Note that we don't need to do (defextend sref ...) for ordered-dict values here because the `sref` calls don't ever get passed the table directly. You would only need that if you wanted (= db!by-key "val") or (= db.0 "val") to do something, but those look like buggy code to me.

So far, so good, but you probably want to do more with ordered dictionaries than getting and setting.

There's at least one more utility you might like to `defextend` in Anarki for use with ordered dictionaries: `walk`. A few Anarki utilities like `each` internally call `walk` to iterate over collections, so if you extend `walk`, you can get several Anarki utilities to work with ordered dictionaries all at once.

You may also want to make various other utilities for coercing between ordered dictionatires and other Anarki values, such as tables and alists. That way you can easily use Anarki's existing table and alist utilities when they work for your situation.

Note that this approach doesn't make it possible to use the {...} curly brace syntax you and shawn have been talking about. Since there are potentially many kinds of tables, I'm not sure whether giving them all read syntaxes really makes sense; we might start getting into some obscure punctuation. :-p

I hope that's a little bit more helpful advice for your situation. I tried to write up something like this the other day and got carried away implementing it all myself, but then I realized it might not be what you really wanted to use here. It didn't even take an approach as convenient to use as this one. Maybe this can give you enough of a starting point to reach a point you're happy with.

-----

3 points by i4cu 2158 days ago | link

What about using '#' for by-pos and '?' for by-key via the reader?

  db#0
  db?0

-----

3 points by i4cu 2161 days ago | link

I agree that order matters. It matters in pretty much every application that uses data. Even HN has data ordered by newest, rank (best) etc.
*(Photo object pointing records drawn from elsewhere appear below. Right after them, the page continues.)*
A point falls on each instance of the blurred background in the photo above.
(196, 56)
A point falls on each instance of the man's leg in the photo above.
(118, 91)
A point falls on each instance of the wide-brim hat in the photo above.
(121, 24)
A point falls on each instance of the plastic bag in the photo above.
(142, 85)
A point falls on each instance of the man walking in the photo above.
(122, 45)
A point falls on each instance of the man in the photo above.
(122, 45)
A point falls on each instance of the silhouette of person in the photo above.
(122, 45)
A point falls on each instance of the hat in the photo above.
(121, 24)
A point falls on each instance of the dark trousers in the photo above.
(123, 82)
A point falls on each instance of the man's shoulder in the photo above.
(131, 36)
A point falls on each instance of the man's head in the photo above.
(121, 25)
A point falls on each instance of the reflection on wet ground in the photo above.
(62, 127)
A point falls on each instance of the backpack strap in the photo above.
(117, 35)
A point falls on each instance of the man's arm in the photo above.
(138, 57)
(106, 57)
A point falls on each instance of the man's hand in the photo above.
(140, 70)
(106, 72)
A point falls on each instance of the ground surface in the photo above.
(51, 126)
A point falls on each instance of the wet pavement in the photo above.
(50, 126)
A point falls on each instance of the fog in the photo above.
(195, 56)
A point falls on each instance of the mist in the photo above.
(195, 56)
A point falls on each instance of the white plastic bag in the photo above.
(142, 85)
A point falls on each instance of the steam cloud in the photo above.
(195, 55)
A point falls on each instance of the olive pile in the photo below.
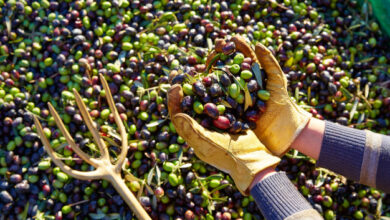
(230, 98)
(335, 58)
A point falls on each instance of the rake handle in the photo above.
(120, 186)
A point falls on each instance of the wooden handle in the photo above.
(128, 196)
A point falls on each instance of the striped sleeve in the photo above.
(278, 199)
(362, 156)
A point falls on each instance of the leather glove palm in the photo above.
(283, 120)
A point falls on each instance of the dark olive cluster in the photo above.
(231, 98)
(335, 58)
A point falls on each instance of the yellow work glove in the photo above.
(283, 120)
(241, 156)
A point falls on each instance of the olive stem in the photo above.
(120, 186)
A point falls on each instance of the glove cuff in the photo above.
(245, 173)
(301, 118)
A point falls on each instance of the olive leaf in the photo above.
(3, 58)
(219, 188)
(158, 176)
(110, 141)
(346, 93)
(23, 215)
(367, 59)
(150, 175)
(248, 99)
(297, 94)
(97, 215)
(259, 78)
(226, 104)
(185, 165)
(155, 123)
(209, 44)
(361, 118)
(215, 176)
(215, 58)
(353, 110)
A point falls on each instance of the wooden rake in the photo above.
(104, 168)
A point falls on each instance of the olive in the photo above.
(229, 48)
(211, 110)
(215, 90)
(225, 80)
(221, 122)
(199, 89)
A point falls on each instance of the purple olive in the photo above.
(211, 110)
(199, 89)
(222, 123)
(229, 48)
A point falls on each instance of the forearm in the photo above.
(309, 140)
(277, 197)
(359, 155)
And Arc has a tonne of functionality to support sorting and comparing data to let you do that very thing.

But I don't see the need to order data in your application equating to the need for tables that support constant insertion order.
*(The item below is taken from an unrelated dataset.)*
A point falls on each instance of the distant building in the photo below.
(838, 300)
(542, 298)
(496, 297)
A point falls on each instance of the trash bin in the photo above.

I 'm not going to say what you're doing is wrong because it's not, but I am going to say it's non-standard and I think there other ways to manage your data that doesn't require ordered tables (which have downsides with data growth). It's just my opinion, but there's not much you can't do with the standard storing of table records and maintaining of indexes.

That said if your data load is always low with little to no growth it could very well be a good fit.

-----

2 points by kinnard 2161 days ago | link

This may have no bearing on how tables are implemented in arc but a more efficient implementation happened to be ordered:

https://morepypy.blogspot.com/2015/01/faster-more-memory-eff...

"One surprising part is that the new design, besides being more memory efficient, is ordered by design: it preserves the insertion order."

-----

1 point by i4cu 2160 days ago | link

> "being more memory efficient"

It's only more memory efficient than its previous incarnation.

It's an interesting implementation though. The use of sparse arrays to index the entries is compelling. Measuring this kind of stuff can be non-trivial though as you also have to account for gc (and/or compaction) at different times within your application. There are always trade-offs.

Personally I haven't compared the various implementations (clojure vs. racket vs. python) such that I can give you any real insight. I know clojure's (or rather java's) array-maps are costly when performing iterative lookups within large data sets because I've benchmarked it.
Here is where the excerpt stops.